However, the existing approaches suffer from the complexity of computing the skeletons [32]. Local diameter is an alternative way to simplify and approximate the shape radius without any computation of the object's skeleton. Therefore, while preserving the properties of shape radius, the definition of local diameter is invariant to rigid body transformation (rotation, translation, and uniform scale), articulated deformations, and skeleton based movements [31]. We could simulate the protein hinge-bending motion as one type of skeleton-based movement [33-35]. Therefore, the LD descriptor is reliable for capturing the invariancy associated with the shape deformation caused by the protein backbone's motions.

Algorithms

The local diameter is defined by a statistical measure of the diameters in a cone around the direction opposite to the normal of the point. The detailed algorithms of how to compute the LD descriptor are summarized as follows:

1. Extract the boundary from the whole volumetric model and sample boundary points,

2. Measure the local diameter for every sample point, and

3. Build the LD descriptor and score the similarity between descriptors.

Boundary points

Detection of boundary points

The volumetric representation, popularly used in biological research fields [4,5,36], is used to represent protein shape in this paper. A volumetric model is composed of a set of cubic units named voxels, which is the 3D counterpart of the 2D pixel of an image. A voxel is centered at an integral grid point and assigned a numeric value representing some measurement, for example, the density [37,38]. The volumetric model is built in three steps as follows. First, we compute the Connolly surface (triangle mesh) of the molecule using the MSROLL program [39]. Second, we place the triangle mesh in a 3D cubic grid of n3 (e.g. n = 65) compactly. Third, each lattice point is assigned either 1 or 0; 1 for point inside the surface and 0 for outside. The inside point is denoted as object point and the outside point is denoted as background point. For each lattice point, there is a set of 26 neighbor points. An object point lies on the boundary if at least one of its 26 neighbors is a background point.

Subset of boundary points

The full boundary point set is too large to compute shape signature effectively. To save storage and computation costs, we carefully choose a subset but preserve the characteristics of the shape. To have statistically valid sample data, the sample density/size should be carefully determined since the more samples we take, the more accurately and precisely we can reconstruct the shape distribution; however, at the same time, a large set of sample data increases the storage and expense of shape signature computation exponentially. In addition, the sample method is also taken into account to yield a representative data set. We compared random sampling and clustering sampling methods. With random sampling, every member in the boundary point set has an equal chance of inclusion in the sample set. The points picked out by the random sampling method cannot yield an informative sample set. In this paper, we utilize the K-means [40] algorithm to implement a clustering sampling approach. The K-means algorithm divides the boundary points into groups based on the distances among them. Statistically, points from the same cluster have similar properties, and the cluster center can be selected to represent the whole set of points expressively. In the experiment, the sample size is set as the number of groups, and the point nearest to the cluster center is chosen as the final sample point. Figure 1 shows a comparison of sample points for a protein model using random and clustering methods. We find that the clustering-based sample method can approximate the shape better than random sampling given the sample size. The points sampled randomly look unevenly distributed on the surface and then lose the local shape information. Note that the elliptical highlighted region in Figure 1(B) includes almost no points, while the same region in Figure 1(C) has evenly distributed sampled points.
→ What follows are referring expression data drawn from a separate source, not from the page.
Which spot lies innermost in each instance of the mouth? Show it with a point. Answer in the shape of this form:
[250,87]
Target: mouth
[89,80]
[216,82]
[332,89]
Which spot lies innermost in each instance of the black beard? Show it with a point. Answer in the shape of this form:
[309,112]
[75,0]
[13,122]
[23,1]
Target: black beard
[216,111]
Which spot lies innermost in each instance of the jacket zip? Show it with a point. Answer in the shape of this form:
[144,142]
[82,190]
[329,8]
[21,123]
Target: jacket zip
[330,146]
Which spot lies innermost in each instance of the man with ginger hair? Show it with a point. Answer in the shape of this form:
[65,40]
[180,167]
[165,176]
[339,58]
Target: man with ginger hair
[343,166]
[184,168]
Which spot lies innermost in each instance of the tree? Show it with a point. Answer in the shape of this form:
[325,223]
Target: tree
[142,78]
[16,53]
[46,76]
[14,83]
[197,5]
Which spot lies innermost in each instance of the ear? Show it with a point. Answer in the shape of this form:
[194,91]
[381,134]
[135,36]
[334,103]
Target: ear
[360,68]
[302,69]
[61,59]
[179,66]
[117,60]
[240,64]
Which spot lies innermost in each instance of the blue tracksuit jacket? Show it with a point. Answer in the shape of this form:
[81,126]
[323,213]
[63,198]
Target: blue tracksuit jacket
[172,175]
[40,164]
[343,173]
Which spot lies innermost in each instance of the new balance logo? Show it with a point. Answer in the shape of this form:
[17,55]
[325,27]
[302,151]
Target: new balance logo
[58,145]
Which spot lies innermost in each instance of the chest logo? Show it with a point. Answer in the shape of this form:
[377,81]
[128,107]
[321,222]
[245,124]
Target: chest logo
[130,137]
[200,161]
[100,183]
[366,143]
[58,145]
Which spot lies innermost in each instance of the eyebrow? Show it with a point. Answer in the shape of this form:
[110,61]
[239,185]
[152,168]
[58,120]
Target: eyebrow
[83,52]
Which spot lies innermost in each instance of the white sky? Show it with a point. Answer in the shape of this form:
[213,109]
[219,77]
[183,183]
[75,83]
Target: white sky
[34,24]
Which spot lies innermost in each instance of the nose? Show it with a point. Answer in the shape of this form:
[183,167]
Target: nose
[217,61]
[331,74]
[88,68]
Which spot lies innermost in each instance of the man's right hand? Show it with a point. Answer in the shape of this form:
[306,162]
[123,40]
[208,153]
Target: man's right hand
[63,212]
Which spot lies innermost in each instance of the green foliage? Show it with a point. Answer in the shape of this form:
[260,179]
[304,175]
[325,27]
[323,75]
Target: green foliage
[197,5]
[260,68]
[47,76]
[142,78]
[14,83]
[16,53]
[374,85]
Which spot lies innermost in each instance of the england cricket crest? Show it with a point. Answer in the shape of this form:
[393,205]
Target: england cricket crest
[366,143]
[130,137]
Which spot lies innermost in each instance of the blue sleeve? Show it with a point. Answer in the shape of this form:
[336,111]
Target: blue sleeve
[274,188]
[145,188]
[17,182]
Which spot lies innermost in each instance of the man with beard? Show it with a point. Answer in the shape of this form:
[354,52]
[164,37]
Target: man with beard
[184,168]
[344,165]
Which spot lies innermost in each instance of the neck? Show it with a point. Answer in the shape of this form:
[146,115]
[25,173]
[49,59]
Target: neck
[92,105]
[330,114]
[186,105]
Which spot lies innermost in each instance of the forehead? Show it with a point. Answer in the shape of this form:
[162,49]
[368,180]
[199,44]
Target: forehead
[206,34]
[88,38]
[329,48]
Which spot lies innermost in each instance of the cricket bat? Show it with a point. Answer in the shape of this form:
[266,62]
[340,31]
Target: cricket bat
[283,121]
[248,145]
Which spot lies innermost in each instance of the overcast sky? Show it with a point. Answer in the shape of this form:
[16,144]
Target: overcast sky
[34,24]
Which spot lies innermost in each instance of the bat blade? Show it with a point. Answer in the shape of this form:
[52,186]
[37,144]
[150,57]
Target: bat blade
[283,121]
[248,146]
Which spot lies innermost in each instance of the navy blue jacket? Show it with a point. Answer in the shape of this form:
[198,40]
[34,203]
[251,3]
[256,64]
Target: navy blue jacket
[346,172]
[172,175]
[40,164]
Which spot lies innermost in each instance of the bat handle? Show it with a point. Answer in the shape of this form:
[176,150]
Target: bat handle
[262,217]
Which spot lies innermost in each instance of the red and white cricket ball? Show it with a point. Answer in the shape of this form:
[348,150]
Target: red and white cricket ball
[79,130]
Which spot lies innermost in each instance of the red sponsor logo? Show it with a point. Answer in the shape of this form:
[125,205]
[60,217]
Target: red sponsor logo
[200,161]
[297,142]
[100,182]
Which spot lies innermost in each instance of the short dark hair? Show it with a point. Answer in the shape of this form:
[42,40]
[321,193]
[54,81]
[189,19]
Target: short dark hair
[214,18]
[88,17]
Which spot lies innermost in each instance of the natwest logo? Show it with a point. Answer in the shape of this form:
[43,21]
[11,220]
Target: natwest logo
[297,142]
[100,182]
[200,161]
thumbnailFigure 1. Comparison of clustering sampling and random sampling techniques and effect. (A) The protein surface. (B) The red points depicted are the random sample points. (C) The red points depicted are the clustering sample points. Note that in figure(B) the ellipse marks a surface region where the sampled points distribute very sparsely, while the same surface region includes evenly distributed sampled points by using the clustering sample technique. The sample size is set at 300 in the figures.

Local diameter calculation

The algorithm for finding the local diameter for a boundary point has the following steps.

1. Estimate the normal of the boundary point,

2. Define a virtual cone using this point as a vertex, centered around the opposite direction of the point's normal with a proper opening angle, and shoot a certain number of rays inside the cone to the opposite side, and

3. Intersect a ray with the opposite boundary side and record the distance from the point to the antipodal intersection point, and

4. Sort the distances and use the median as the local diameter.

The above steps are applied on all sample points. Figure 2(D) is a two-dimensional representation, showing the visualization of the use of ray, cone, and cylinder. Details of the algorithm for the normal estimation (step two) and intersection calculation (step three) are provided below.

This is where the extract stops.